We returned. Most vagabonds never get there. And that’s a miss. Turin (or Torino in Italian) is a very interesting town in the northern Piedmont region, Italy’s first capital (in 1861) and home to Italy’s royal family, the House of Savoy.

Our circuitous route to Torino began as so many stories do, back home in Telluride with Mountainfilm.

When Rick Silverman was festival director and I was writing for the Daily Planet (I covered Telluride’s cultural economy for the paper for 15 years before starting Telluride Inside… and Out )  we made it a point to meet every March to talk about potential coverage for the event in May. During our chats, Rick never failed to ask about our off-season plans, which that year included a trip to Italy.

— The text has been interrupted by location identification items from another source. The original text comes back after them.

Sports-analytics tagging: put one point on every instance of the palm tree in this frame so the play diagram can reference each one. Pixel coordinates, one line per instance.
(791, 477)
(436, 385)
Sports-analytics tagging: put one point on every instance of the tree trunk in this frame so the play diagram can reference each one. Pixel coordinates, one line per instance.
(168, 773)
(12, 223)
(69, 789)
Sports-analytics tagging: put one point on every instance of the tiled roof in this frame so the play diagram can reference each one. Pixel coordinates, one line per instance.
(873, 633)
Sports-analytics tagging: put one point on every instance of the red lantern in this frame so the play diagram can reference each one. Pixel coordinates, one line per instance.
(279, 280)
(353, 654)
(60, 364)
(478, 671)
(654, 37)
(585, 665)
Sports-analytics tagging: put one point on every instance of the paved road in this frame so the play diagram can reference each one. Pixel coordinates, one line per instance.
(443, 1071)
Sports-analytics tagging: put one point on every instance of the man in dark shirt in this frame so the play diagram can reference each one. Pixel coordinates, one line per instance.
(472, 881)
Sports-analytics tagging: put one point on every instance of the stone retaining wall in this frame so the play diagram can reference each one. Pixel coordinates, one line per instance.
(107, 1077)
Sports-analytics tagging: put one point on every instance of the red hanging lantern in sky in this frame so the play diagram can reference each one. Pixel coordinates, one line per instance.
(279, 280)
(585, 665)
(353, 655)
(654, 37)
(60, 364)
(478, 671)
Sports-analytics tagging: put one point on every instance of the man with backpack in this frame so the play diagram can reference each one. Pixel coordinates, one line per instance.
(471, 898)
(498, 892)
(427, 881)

Straight forward enough, right? Thing was Clint and I were headed to Florence, Sienna, and Montalcino in Tuscany, nowhere near the Piedmont. And Rick was trying to coax us to Bra, not Torino. Bra is the birthplace of the Slow Food movement, which Rick planned to showcase at Mountainfilm. Were we willing to take a slight detour (Bra is about six hours from Sienna) to bag an early interview with one of the movement’s principals scheduled to speak at Mountainfilm?

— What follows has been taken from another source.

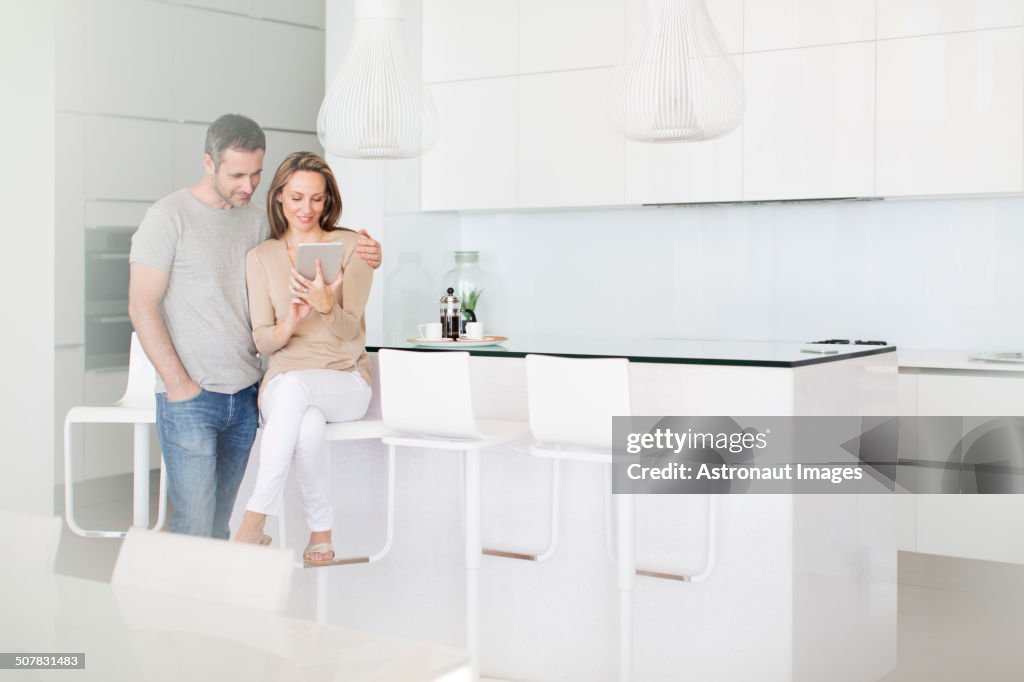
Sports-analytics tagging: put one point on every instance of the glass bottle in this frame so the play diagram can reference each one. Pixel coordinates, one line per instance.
(469, 282)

After dropping off our bags in the hotel, we headed to the Slow Food office only to discover my interviewee  was in England making a record with his rock band.

Now what?

Silvio Castelli & Susan over Torino

At a local bar, we met a Chilean chef and filmmaker in Bra for the Food and Film Festival (all films about food). He invited us to a dinner he was hosting at an old Savoy castle in Verduna. It was there we met Vivien Jones, the Chilean consul to Italy, and her partner, Silvio Castelli.The couple very quickly became close friends.

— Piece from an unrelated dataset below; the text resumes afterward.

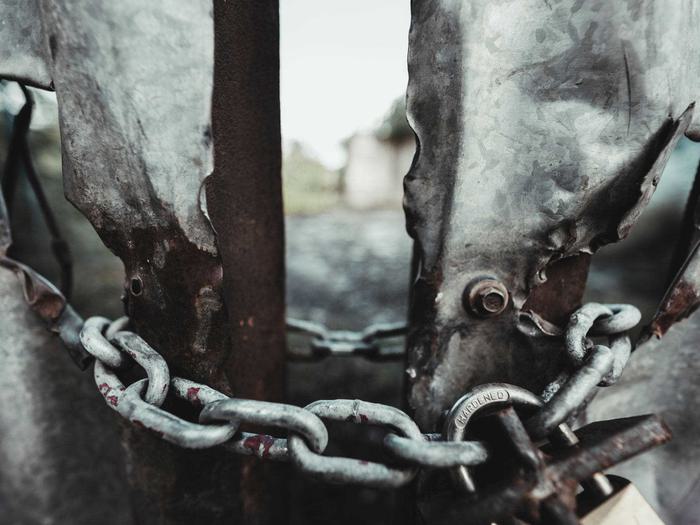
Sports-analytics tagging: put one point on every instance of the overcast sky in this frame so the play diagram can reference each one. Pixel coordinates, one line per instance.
(342, 65)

Vivien and Silvio have two homes. Their primary address is Torino, but it had been three years since we last saw them at the hotel they own in Chile, the beautiful, tranquil, Residencia Historica in the heart of wine country, the Colchagua Valley. We agreed we were overdue for a reunion.

Torino’s claim to fame goes way beyond its famous Shroud. Beyond its automobile industry. (FIAT, Lancia and Alfa Romeo headquarter in Torino and the town is often described as the “Detroit of Italy.”) Silvio cites Torino, not Milan, as the fashion capital of Italy. Torino, not Rome, he says is the center of the modern art movements such as Arte Povera. For sure, Torino invented breadsticks.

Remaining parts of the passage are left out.